Prepare a template project file and save it to a template project folder, including all other folders you might need for a motion design project.
I like having a separate folder for each stage of the project, with a number in front of the folder name to signify the succession of the stages. Inside my animation folder, I have all my project files, assets (in separate folder per asset type) and a draft render folder. I keep my draft renders separate from my final deliverables.
Inside my project folder, I have my After Effects project files and an archive folder. Each day I work on a project, I create a new, dated version and move the old versions into the archive folder for less clutter.
USE VFX NAMING
By using the 0#0… naming convention for comps, inspired by the VFX industry, your scenes will sort numerically and alphabetically.
The first 0 in the number sequence allows for sorting 01, 02, …, 10. Even though After Effects uses an alphanumeric sorting system – that will sort 1, 2, 3,…, 9, 10 instead of 1, 10, 2, … – it is still useful to get into a habit of using the same naming convention across all your files and folders. This is partcularly useful when switching to a lexicographic sorting system like Windows File Explorer that sorts from left to right based on character value (1, 10, 2, …). Keeping the same habits, no matter what the work conditions or project dimensions are, helps keep projects tidy and makes working in a team easier.
The last 0 in the number sequence, allows scenes to be inserted in-between a numbered set without disrupting the sorting. If you pre-numbered your Illustrator scene files or After Effects compositions and want to add scenes in-between 020 and 030, for example, you can number them 021, 022 etc. and they will sort in the right order after 020 and before 030, without having to change the succeeding numbering to fit them in.
The alphabetical suffixes signify children that are part of the same parent composition. For example, 010a, 010b etc. are pre-comps inside the parent comp 010. The alphabetical order is time-relative. 010a is for pre-comps that appear first in the timeline. 010b is for comps that appear after 010a in the timeline. Pre-comps that appear in the parent comp at the same time or are not time-relative are all named 010a. This means I sometimes end up with multiple 010a comps in one scene.
By using a reverse date naming convention for files, you always know which one’s the most recent and don’t
end up with ‘final’, ‘final1’, ‘finalfinal’, ‘FINAL’…

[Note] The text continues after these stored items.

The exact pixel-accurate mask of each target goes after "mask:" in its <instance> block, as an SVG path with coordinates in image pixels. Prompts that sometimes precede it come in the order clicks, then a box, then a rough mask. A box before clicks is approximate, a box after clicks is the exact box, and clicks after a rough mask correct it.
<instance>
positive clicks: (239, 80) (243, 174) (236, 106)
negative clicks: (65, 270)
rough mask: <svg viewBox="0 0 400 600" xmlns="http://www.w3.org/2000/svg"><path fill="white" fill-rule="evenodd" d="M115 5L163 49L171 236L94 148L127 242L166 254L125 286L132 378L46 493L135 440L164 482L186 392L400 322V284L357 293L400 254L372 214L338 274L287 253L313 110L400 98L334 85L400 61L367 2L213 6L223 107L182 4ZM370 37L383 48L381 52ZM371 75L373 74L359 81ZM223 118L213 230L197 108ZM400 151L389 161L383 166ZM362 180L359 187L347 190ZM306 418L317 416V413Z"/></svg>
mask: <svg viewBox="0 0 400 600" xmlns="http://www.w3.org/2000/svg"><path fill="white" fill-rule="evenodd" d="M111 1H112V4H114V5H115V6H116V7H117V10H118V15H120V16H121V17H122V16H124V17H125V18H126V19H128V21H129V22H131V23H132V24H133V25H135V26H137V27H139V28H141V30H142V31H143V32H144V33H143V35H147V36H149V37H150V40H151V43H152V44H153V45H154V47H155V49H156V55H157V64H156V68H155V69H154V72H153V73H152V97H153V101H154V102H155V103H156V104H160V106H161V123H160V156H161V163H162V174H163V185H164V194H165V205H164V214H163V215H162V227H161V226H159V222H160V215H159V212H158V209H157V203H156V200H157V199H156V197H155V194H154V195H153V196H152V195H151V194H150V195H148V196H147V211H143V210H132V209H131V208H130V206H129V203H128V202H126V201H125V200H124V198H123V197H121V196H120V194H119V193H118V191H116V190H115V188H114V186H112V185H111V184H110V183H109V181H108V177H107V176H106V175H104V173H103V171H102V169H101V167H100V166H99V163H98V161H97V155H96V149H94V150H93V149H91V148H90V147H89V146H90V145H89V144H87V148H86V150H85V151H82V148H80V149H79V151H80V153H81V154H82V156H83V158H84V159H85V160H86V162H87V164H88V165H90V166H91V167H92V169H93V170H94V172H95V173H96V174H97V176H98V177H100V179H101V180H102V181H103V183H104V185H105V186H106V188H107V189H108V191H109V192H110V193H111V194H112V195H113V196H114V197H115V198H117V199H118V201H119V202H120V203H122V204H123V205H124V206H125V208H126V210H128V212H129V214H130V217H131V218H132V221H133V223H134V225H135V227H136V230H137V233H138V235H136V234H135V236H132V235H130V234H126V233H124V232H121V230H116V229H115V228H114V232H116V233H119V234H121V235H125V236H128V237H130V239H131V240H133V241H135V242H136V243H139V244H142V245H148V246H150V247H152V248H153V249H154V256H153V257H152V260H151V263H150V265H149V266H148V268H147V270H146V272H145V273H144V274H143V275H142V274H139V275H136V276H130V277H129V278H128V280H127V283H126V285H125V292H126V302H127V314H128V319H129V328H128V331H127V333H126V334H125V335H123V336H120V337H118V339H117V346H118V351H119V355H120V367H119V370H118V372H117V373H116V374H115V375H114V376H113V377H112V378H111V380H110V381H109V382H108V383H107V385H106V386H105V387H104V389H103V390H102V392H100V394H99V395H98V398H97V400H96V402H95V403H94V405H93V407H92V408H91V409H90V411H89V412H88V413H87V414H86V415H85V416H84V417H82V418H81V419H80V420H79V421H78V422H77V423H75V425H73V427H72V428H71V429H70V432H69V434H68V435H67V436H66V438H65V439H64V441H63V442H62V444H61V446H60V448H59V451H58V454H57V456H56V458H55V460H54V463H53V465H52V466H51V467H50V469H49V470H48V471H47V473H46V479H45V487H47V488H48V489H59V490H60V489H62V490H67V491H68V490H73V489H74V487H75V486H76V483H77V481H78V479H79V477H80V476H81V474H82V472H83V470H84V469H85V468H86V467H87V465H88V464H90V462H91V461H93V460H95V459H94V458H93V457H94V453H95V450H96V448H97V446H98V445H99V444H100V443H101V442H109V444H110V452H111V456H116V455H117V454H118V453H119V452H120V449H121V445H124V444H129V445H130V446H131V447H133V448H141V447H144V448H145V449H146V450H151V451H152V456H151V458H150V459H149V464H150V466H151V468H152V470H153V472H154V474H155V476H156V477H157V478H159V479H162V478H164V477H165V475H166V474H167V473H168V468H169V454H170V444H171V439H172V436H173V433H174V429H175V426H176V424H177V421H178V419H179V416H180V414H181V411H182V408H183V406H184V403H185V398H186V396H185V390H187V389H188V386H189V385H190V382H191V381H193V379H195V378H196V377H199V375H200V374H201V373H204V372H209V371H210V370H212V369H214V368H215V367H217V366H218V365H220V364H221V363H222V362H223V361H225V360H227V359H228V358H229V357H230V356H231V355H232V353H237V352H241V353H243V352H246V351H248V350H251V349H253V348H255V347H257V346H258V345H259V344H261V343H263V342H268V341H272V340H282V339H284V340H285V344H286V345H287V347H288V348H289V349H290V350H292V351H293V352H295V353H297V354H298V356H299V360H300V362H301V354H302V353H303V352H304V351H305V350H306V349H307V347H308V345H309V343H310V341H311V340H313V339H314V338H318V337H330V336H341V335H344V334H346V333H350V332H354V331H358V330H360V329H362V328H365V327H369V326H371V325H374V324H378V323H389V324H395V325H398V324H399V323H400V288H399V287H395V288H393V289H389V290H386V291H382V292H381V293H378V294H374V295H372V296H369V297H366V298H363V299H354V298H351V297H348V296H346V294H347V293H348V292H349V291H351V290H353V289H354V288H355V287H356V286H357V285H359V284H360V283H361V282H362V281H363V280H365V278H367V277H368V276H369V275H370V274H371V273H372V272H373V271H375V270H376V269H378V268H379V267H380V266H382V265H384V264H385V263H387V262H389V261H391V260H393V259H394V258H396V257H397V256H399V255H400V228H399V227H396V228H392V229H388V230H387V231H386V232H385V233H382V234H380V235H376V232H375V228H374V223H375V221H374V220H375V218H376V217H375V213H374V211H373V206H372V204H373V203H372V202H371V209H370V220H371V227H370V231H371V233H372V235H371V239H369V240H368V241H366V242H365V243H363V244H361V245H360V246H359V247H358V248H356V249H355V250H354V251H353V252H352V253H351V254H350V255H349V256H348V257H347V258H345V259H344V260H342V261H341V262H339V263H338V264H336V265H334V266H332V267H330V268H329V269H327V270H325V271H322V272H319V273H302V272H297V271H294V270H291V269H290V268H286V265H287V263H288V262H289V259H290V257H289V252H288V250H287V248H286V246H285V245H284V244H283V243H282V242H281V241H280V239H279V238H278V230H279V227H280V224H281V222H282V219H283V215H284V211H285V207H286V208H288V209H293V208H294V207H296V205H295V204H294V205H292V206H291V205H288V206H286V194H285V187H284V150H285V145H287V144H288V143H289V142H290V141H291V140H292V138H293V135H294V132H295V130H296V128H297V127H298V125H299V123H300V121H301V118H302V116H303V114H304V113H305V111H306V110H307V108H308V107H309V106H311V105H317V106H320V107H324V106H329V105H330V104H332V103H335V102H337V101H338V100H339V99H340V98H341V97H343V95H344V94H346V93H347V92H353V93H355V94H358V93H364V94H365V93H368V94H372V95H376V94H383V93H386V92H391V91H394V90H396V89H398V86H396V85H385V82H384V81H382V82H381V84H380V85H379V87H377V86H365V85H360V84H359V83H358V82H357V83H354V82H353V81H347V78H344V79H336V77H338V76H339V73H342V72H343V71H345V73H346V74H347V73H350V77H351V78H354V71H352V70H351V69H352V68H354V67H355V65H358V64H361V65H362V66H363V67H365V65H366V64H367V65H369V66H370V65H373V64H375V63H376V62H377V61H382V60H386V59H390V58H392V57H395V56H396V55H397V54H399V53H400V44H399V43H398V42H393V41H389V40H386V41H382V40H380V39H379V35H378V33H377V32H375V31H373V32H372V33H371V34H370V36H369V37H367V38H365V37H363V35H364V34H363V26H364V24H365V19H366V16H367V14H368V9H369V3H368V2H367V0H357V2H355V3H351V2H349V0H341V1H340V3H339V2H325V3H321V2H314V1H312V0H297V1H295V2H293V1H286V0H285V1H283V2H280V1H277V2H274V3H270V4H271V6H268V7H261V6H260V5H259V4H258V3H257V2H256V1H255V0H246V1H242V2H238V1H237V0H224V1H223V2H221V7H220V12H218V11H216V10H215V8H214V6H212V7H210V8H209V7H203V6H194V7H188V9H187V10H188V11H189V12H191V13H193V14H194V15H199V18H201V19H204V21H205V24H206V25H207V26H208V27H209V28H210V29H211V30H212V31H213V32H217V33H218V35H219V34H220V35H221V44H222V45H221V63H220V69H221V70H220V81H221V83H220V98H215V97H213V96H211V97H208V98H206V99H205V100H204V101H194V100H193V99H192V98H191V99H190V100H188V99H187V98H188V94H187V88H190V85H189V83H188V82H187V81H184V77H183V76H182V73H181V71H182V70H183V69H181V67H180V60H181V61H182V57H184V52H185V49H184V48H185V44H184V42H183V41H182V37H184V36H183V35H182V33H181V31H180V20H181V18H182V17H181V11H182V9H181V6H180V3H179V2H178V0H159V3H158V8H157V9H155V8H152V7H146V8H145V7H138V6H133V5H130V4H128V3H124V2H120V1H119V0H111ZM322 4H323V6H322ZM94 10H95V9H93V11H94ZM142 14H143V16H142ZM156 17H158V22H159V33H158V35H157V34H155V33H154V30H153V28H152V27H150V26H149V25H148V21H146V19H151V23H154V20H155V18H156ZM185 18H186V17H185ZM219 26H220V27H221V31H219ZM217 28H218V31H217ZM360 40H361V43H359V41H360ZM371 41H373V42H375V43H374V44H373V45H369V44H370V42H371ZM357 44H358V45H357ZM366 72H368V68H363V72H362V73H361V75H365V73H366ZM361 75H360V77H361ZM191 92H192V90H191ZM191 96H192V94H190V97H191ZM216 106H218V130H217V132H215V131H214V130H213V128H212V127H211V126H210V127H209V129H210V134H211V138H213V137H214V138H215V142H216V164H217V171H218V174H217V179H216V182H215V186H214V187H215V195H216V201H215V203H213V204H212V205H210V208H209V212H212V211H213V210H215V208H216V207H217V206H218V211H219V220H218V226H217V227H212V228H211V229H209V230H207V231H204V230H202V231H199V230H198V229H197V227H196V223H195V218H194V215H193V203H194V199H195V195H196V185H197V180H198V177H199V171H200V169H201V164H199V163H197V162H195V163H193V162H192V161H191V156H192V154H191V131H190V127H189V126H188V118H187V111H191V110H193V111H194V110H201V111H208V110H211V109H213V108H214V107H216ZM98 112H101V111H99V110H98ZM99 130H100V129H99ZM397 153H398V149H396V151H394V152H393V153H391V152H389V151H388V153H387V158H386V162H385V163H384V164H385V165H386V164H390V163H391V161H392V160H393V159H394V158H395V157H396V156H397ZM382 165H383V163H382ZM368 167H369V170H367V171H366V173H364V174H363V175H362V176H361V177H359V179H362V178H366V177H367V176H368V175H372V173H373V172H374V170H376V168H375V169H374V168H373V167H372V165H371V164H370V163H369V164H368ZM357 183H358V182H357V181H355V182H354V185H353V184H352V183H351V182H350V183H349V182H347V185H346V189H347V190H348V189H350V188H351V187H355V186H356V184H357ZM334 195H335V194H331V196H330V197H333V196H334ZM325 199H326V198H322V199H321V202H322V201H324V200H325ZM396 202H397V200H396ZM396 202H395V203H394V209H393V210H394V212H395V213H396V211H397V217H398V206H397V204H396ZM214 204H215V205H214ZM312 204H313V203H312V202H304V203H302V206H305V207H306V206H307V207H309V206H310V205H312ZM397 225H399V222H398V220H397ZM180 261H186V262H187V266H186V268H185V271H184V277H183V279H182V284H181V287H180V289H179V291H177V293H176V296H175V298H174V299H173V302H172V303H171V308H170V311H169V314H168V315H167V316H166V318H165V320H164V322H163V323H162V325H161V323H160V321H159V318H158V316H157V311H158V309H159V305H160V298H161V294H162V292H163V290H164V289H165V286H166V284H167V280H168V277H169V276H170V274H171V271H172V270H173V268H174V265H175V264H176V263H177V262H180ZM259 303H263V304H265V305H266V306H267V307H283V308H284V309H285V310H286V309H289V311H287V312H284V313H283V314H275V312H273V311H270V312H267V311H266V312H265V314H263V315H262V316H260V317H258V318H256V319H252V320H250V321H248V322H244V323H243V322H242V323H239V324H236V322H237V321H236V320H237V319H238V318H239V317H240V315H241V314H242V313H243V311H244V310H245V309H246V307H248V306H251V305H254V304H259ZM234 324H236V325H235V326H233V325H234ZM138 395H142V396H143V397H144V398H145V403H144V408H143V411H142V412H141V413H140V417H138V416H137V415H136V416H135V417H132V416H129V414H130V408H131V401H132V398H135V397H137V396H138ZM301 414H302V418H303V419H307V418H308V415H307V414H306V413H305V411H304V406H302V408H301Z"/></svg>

It’s good practice to version your files, in case you mess up and want to go back, the file gets corrupted or you want to bring back something you may have overwritten. I don’t delete old versions for these reasons.
Additionally to my reverse date versioning, I also use a version number at the end of the file name. Instead of something like V01, I use my initials and then a version number. This is useful when working in a team. By the initials, you know who worked on that files last and can directly speak to that team member, if you have questions about the project. I only change the version number, if I make changes the same day and need a new version or make significant changes and want to keep previous work instead of overwriting it.
I have a resource folder with a set folder structure for animation projects. It holds an After Effects project file, including my animation preset comp, which I use for all new projects. Instead of creating a new AE project file every time I start a new project, I copy my folder structure and use the AE template project inside that.